Film français de Thomas Kruithof (2025), avec Virginie Efira, Arieh Worthalter, Mama Prassinos, Justine Lacroix, Loup Pinard, Pascal Oumaklouf… 1h42. Sortie le 5 novembre 2025.
Arieh Worthalter et Virginie Efira
Le phénomène des Gilets Jaunes a déjà donné lieu à plusieurs films relevant pour l’essentiel du documentaire. Sans doute parce qu’au-delà des actions spectaculaires qui l’ont caractérisé à partir de de novembre 2018, ce mouvement se caractérisait par l’hétérogénéité des colères qu’il fédérait et son refus de s’apparenter à un parti, à un syndicat voire à une communauté. Thomas Kruithof a décidé de prendre le taureau par les cornes en filmant la chronique d’un couple de la classe moyenne dont l’unité se trouve mise à l’épreuve par cette éruption en forme d’insurrection spontanée. Karine travaille dans une usine agro-alimentaire, Jimmy dirige une petite entreprise de transport qui le contraint à passer le plus clair de son temps au volant d’un camion pour pouvoir éviter la faillite, quitte à prendre tous les risques sous l’effet de cadences infernales. Mais quand le mouvement éclate, le couple se divise quant à l’attitude à adopter et voit ses vingt ans de complicité soumises à rude épreuve. Avec le risque bien réel que ces braises éparses ne se transforment en incendie dévastateur. Dès son premier long métrage, le réalisateur des Promesses et son coscénariste Jean-Baptiste Delafon s’étaient frottés au thème de la politique à l’échelon local. Ils poussent ici le bouchon encore plus loin en dépeignant un pays profond que le cinéma ne montre que très rarement sinon dans des chroniques socio-familiales qui s’apparentent davantage à des faits divers qu’à des études de mœurs proprement dites. L’approche s’avère ici résolument différente par sa volonté d’intégrer l’individu au sein d’un portrait de groupe avec drame, ainsi que le fit en son temps un cinéaste aussi engagé que René Allio.

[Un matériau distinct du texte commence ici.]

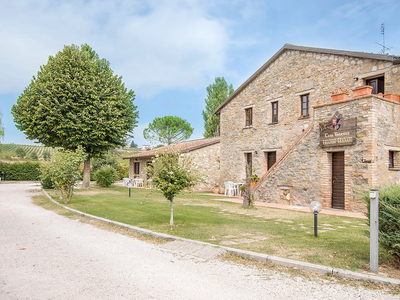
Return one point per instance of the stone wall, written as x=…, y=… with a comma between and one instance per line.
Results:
x=292, y=74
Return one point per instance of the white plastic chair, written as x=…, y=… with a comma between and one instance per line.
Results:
x=125, y=181
x=229, y=188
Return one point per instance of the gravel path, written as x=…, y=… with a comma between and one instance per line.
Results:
x=47, y=256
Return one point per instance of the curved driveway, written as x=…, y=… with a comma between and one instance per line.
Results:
x=47, y=256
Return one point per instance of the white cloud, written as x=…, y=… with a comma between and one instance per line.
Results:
x=154, y=45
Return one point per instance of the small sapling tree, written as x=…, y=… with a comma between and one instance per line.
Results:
x=171, y=173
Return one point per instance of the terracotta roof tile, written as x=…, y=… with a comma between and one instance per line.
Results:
x=183, y=147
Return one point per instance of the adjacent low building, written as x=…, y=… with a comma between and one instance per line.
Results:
x=205, y=154
x=305, y=144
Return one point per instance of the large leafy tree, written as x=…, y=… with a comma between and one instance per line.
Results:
x=77, y=100
x=168, y=130
x=217, y=92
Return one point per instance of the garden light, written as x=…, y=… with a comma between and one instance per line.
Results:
x=315, y=208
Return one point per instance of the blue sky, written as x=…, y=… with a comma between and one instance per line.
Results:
x=169, y=51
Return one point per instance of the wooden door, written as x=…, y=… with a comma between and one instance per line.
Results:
x=338, y=180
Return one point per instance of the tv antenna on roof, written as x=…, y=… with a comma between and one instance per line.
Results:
x=384, y=48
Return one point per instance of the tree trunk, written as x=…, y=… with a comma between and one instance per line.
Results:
x=247, y=193
x=171, y=220
x=86, y=174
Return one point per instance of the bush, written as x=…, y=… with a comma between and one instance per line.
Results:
x=46, y=181
x=106, y=176
x=25, y=171
x=389, y=219
x=20, y=152
x=64, y=170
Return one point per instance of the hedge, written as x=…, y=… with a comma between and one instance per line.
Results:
x=20, y=171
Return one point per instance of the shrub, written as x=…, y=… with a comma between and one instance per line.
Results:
x=64, y=170
x=20, y=171
x=20, y=152
x=171, y=173
x=389, y=219
x=46, y=181
x=34, y=156
x=106, y=176
x=46, y=155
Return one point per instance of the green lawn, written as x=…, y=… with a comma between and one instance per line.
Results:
x=341, y=241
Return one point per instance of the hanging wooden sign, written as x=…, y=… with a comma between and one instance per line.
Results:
x=338, y=132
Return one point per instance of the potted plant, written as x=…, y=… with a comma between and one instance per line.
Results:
x=340, y=94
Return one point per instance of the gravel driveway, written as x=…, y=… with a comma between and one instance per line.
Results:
x=47, y=256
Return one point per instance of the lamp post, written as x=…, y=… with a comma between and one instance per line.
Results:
x=129, y=186
x=315, y=208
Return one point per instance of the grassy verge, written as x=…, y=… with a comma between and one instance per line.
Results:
x=341, y=243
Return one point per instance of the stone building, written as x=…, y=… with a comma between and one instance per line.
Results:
x=303, y=143
x=204, y=153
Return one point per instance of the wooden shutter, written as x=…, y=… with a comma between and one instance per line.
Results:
x=338, y=180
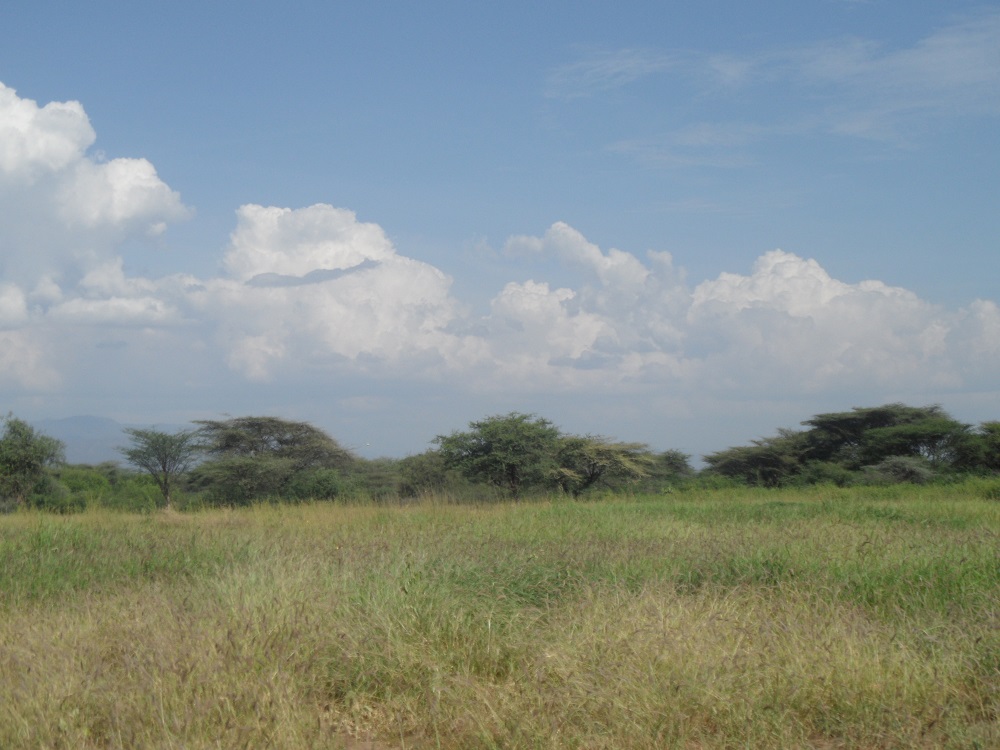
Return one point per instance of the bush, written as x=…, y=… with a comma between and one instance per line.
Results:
x=899, y=470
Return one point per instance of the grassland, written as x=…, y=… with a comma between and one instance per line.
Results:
x=823, y=618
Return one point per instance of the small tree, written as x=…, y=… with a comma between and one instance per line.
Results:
x=24, y=455
x=251, y=458
x=510, y=451
x=164, y=456
x=583, y=461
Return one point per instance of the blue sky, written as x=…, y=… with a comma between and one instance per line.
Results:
x=687, y=224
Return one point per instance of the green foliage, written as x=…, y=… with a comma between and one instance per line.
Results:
x=882, y=444
x=24, y=456
x=769, y=462
x=424, y=473
x=261, y=458
x=510, y=452
x=900, y=469
x=164, y=456
x=582, y=462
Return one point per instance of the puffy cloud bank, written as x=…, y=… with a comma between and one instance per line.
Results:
x=312, y=294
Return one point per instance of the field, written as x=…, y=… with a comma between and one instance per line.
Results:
x=828, y=618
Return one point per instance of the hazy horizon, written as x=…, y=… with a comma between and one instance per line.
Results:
x=685, y=226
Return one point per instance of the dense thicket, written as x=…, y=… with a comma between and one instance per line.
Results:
x=894, y=442
x=245, y=460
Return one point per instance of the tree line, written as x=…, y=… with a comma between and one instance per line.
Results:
x=244, y=460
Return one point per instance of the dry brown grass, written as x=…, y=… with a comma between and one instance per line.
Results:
x=521, y=627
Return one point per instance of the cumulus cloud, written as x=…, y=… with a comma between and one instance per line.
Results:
x=62, y=210
x=314, y=294
x=315, y=285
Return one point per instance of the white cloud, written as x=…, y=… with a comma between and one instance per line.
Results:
x=63, y=211
x=314, y=285
x=36, y=140
x=605, y=70
x=271, y=240
x=118, y=193
x=313, y=296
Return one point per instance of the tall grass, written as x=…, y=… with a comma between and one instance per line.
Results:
x=820, y=618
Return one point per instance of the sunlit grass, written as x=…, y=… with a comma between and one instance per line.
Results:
x=795, y=619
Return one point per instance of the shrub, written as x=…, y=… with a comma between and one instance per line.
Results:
x=900, y=469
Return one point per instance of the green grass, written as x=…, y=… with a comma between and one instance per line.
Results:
x=814, y=618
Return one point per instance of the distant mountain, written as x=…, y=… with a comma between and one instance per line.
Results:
x=91, y=440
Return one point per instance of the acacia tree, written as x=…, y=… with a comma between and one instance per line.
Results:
x=582, y=461
x=257, y=457
x=510, y=451
x=24, y=455
x=164, y=456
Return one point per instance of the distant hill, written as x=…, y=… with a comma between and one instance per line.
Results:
x=91, y=440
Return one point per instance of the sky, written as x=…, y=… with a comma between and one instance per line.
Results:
x=685, y=224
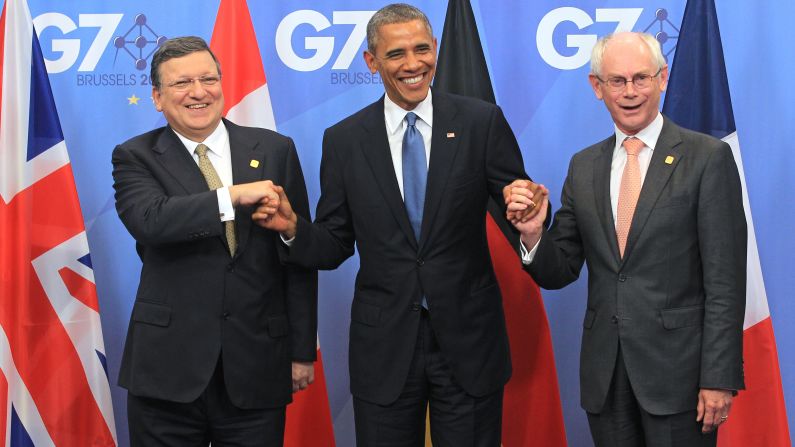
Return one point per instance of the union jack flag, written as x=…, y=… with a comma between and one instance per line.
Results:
x=54, y=388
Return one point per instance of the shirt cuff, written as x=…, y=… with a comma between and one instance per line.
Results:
x=225, y=208
x=527, y=256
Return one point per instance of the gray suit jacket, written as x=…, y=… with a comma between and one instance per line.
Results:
x=676, y=301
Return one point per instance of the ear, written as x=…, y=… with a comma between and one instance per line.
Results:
x=157, y=99
x=371, y=61
x=664, y=79
x=596, y=86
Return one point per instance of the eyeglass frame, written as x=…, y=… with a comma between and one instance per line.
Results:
x=204, y=80
x=634, y=80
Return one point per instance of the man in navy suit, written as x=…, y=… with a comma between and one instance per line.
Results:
x=427, y=322
x=221, y=332
x=662, y=334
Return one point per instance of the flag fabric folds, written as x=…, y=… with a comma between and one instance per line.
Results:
x=532, y=412
x=698, y=98
x=248, y=103
x=54, y=387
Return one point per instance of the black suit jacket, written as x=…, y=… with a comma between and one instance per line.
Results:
x=473, y=155
x=676, y=300
x=194, y=301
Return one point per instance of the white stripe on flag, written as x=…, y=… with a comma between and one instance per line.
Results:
x=81, y=323
x=254, y=110
x=756, y=308
x=20, y=398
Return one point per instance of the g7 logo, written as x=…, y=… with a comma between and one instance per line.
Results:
x=70, y=48
x=323, y=46
x=626, y=19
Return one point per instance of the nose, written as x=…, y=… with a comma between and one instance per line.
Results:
x=196, y=89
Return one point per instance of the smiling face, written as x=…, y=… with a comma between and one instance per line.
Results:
x=195, y=112
x=632, y=109
x=405, y=58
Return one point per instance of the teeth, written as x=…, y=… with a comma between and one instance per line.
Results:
x=413, y=80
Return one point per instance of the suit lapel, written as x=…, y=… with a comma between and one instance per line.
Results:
x=175, y=158
x=656, y=178
x=604, y=207
x=243, y=152
x=375, y=146
x=443, y=151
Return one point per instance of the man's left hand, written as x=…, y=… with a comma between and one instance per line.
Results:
x=713, y=408
x=303, y=375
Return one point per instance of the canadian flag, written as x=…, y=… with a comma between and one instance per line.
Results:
x=248, y=103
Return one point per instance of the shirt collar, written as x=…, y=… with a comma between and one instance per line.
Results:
x=394, y=114
x=648, y=135
x=216, y=141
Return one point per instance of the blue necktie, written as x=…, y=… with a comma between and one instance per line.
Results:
x=415, y=173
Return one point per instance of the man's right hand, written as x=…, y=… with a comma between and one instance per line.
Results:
x=528, y=204
x=281, y=219
x=255, y=193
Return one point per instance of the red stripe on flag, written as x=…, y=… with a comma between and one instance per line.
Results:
x=80, y=288
x=3, y=407
x=532, y=393
x=235, y=44
x=309, y=416
x=758, y=415
x=38, y=219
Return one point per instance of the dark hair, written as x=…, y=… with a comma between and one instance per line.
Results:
x=177, y=47
x=394, y=13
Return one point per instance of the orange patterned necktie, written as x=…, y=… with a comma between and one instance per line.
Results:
x=629, y=192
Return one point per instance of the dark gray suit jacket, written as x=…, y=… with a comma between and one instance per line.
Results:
x=473, y=155
x=676, y=301
x=195, y=302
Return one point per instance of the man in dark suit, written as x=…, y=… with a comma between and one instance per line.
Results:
x=662, y=338
x=427, y=324
x=221, y=332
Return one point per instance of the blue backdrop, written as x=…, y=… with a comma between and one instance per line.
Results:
x=537, y=54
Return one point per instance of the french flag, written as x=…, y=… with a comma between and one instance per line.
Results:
x=698, y=98
x=248, y=103
x=54, y=386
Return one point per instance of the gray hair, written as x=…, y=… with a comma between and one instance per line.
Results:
x=174, y=48
x=598, y=52
x=394, y=13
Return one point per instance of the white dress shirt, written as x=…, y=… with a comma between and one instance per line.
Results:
x=395, y=119
x=649, y=136
x=220, y=155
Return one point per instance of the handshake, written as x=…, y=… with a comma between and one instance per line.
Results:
x=527, y=204
x=272, y=208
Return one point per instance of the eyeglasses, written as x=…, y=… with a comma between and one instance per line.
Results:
x=184, y=84
x=641, y=81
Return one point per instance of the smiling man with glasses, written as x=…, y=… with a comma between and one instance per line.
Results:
x=656, y=212
x=221, y=332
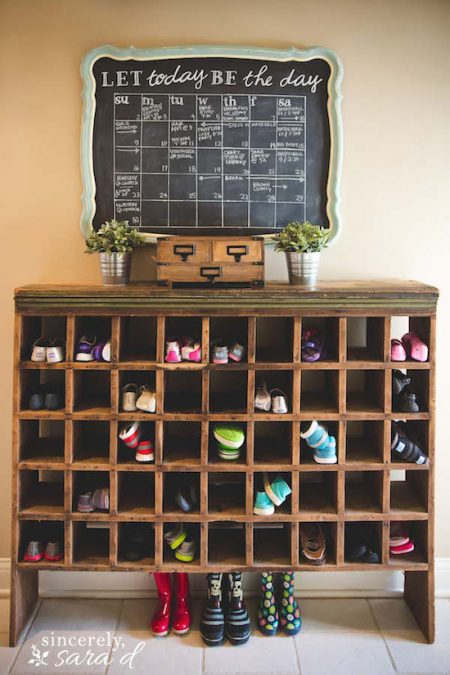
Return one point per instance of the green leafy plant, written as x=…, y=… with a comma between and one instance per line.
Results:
x=114, y=236
x=302, y=238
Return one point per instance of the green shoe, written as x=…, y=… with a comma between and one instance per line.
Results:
x=290, y=619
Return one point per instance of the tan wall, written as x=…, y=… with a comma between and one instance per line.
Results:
x=396, y=114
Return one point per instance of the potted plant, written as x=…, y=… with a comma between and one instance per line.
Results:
x=114, y=242
x=302, y=244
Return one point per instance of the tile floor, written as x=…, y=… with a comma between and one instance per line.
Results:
x=345, y=637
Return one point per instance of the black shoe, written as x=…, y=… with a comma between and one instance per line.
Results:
x=237, y=622
x=212, y=626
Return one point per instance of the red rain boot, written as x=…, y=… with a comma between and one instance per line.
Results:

Virginie Efira et Arieh Worthalter
C’est en montrant la perméabilité de l’individu au collectif que Les braises trouve son équilibre et réussit à montrer cette France des invisibles que les sondeurs et les sociologues eux-mêmes peinent à cerner. Thomas Kruithof mise en l’occurrence sur un couple déjà réuni il y a deux ans dans Rien à perdre de Delphine Deloget : celui formé par Virginie Efira et son compatriote belge Arieh Worthalter, l’inoubliable héros du Procès Goldman de Cédric Kahn. Leur expérience s’impose dès lors immédiatement comme une évidence qui fait gagner pas mal de temps au scénario et instaure entre eux naturellement cette expérience qu’ils partagent depuis des années quand survient ce moment de vérité qui les divise sans vraiment les opposer. À travers eux, le film souligne à quel point ce mouvement spontané a rapproché des gens et en a opposé d’autres, ce qui a d’ailleurs contribué pour une bonne part à l’empêcher de se faire récupérer, mais en a aussi réduit la portée, là où une nouvelle force politique aurait pu en émerger. C’est cet individualisme exacerbé à l’épreuve du collectif qu’appréhende le film avec une grande justesse. Avec aussi cette vision intéressante d’une jeune génération qui semble déjà avoir baissé les bras et trouve son compte dans les réseaux sociaux en substituant parfois le réconfort illusoire du virtuel à un réel moins souriant qui n’ose même plus faire miroiter le Grand Soir. C’est dire combien le message de ce film s’avère essentiel par sa façon de cerner à hauteur d’homme un phénomène de société dont seules les historiens décrèteront plus tard s’il ne s’agissait que d’un feu follet.